M. V. : “J’ai découvert Les Journées Paysannes il y a un an et demi. C’est une association qui a une trentaine d’années maintenant. Elle est née de l’initiative d’un agriculteur et d’un prêtre qui ont constaté le désert spirituel et la solitude dans le monde rural. Ils ont ainsi commencé à rassembler les agriculteurs autour de leur foi et de leur métier, et c’est comme ça que sont nées Les Journées Paysannes. J’ai assisté aux 30 ans des Journées Paysannes l’année dernière : les membres se rassemblent le temps d’un week-end pour partager des moments conviviaux et spirituels, ponctués de conférences et d’enseignements sur l’agriculture, la paysannerie et sur notre lien spirituel à la terre.

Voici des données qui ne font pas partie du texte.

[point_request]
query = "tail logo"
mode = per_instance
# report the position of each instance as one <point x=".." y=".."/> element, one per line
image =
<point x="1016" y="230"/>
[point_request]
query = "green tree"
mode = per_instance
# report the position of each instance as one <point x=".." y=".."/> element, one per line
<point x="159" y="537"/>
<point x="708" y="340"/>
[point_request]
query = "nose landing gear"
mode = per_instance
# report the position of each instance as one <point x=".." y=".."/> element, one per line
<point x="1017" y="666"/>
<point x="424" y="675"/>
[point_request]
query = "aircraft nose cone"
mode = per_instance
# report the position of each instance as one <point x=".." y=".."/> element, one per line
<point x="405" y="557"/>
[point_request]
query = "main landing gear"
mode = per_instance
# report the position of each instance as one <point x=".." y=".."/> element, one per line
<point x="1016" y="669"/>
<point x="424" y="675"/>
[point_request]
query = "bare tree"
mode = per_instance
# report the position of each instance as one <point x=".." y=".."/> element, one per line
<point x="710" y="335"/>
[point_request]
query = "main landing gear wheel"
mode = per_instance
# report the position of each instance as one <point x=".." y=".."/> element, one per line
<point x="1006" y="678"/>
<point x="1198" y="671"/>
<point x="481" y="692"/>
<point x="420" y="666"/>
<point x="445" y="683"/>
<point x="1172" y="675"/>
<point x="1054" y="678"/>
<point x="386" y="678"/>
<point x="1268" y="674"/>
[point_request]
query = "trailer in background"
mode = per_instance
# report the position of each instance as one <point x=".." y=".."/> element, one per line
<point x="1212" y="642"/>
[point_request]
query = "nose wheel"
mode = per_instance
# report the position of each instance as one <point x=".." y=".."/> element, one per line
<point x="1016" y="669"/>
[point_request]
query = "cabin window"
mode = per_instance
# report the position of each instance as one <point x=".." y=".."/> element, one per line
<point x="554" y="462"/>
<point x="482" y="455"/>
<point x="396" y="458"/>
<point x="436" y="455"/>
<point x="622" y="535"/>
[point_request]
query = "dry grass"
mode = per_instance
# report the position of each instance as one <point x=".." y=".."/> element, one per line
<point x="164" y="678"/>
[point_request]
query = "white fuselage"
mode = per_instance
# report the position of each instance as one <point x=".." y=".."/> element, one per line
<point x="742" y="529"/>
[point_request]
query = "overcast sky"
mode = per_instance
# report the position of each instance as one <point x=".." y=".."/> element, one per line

D’ailleurs, il y a aussi une branche “jeunes” qui s’est formée il y a 3 ans et qui organise aussi son week-end annuel à Nouan-le-Fuzelier. Cette année, le thème est “La juste rémunération du travail agricole”. Nous aurons des intervenants de haut vol : François de Kerimel, agriculteur pionnier de la vente directe au sein de sa ferme, un moine de l’Abbaye de Maylis qui va nous parler de la gratuité et de l’économie monastique, etc. Une bonne occasion de partage, de convivialité, des repas gargantuesques avec toutes les spécialités des uns et des autres… !
Ce prochain week-end aura lieu le 2-3 octobre 2021. Il s’adresse à tout le monde : ceux qui s’intéressent aux sujets de la paysannerie, de l’ancrage dans le territoire, de notre lien à la terre, etc.”